Just stumbled upon this fascinating story about Takashi Kotegawa (BNF) and honestly, his approach to trading is something every crypto trader should study. Let me break down why this guy's journey matters.



BNF wasn't some Wall Street insider. He was literally a broke college student in Japan who got interested in stock trading after watching market news. Started with nothing, worked side gigs to fund his trading account, and just went all-in on learning. No fancy degree, no connections—just pure discipline and obsession with understanding the market.

Here's where it gets wild. In 2005, there was a massive trading error at Mizuho Securities where someone accidentally sold 610,000 shares of J-Com Holdings at one yen instead of the intended price. BNF spotted this immediately, loaded up on 7,100 shares, and when the price corrected, he walked away with over $17 million from a single trade. That's the kind of opportunity recognition that separates elite traders from everyone else.

But here's what people miss about BNF's story—he also took massive losses. In 2008, he broke his own rules by betting on U.S. bank stocks during the housing crisis, thinking they'd recover. Lost over $10 million. Most traders would've quit. BNF didn't. He learned from it and went back to what he knew.
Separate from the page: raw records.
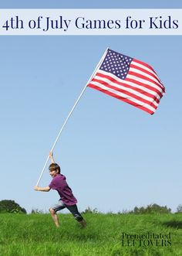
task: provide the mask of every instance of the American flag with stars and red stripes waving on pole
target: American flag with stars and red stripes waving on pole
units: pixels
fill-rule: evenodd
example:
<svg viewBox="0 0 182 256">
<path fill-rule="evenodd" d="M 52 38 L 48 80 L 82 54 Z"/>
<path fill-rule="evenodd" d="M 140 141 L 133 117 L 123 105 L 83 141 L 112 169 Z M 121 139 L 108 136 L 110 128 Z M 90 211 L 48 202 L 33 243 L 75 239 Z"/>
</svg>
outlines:
<svg viewBox="0 0 182 256">
<path fill-rule="evenodd" d="M 147 63 L 108 49 L 87 85 L 153 114 L 165 87 Z"/>
</svg>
By staying consistent and disciplined, BNF turned his initial $13,600 into $17 million in two years, then scaled it to $153 million by 2008. That's the power of compounding returns with a solid strategy.

Now, how does this apply to crypto trading? The volatility in crypto is actually similar to what BNF faced in traditional markets. Here are the key lessons I think every trader should grab from his playbook:

First, emotion is your biggest enemy. BNF treated trading like a game—he cared about executing the strategy perfectly, not about winning or losing individual trades. He literally said a $100k loss felt better than a $6k gain if the losing trade was well-executed and the winning trade was sloppy. That mindset is everything in crypto where price swings can trigger panic selling.

Second, stick to your system. BNF had rules and he followed them religiously. When he broke those rules in 2008, it cost him. The traders who survive crypto cycles are the ones with a plan and the discipline to execute it.

Third, know your edge. BNF focused on markets he deeply understood. He didn't chase everything. In crypto, this means picking your coins, your timeframes, your strategies—and mastering them instead of chasing every hype cycle.

The bigger lesson here is that wealth building in trading is about consistency, not luck. BNF got lucky with the J-Com trade, sure, but that was maybe 5% of his success. The other 95% was discipline, learning from losses, and staying calm when everyone else panics.

If you're serious about crypto trading, study how elite traders like BNF operate. It's not about predicting the market—it's about having a solid process and the mental toughness to stick with it. That's how fortunes get built.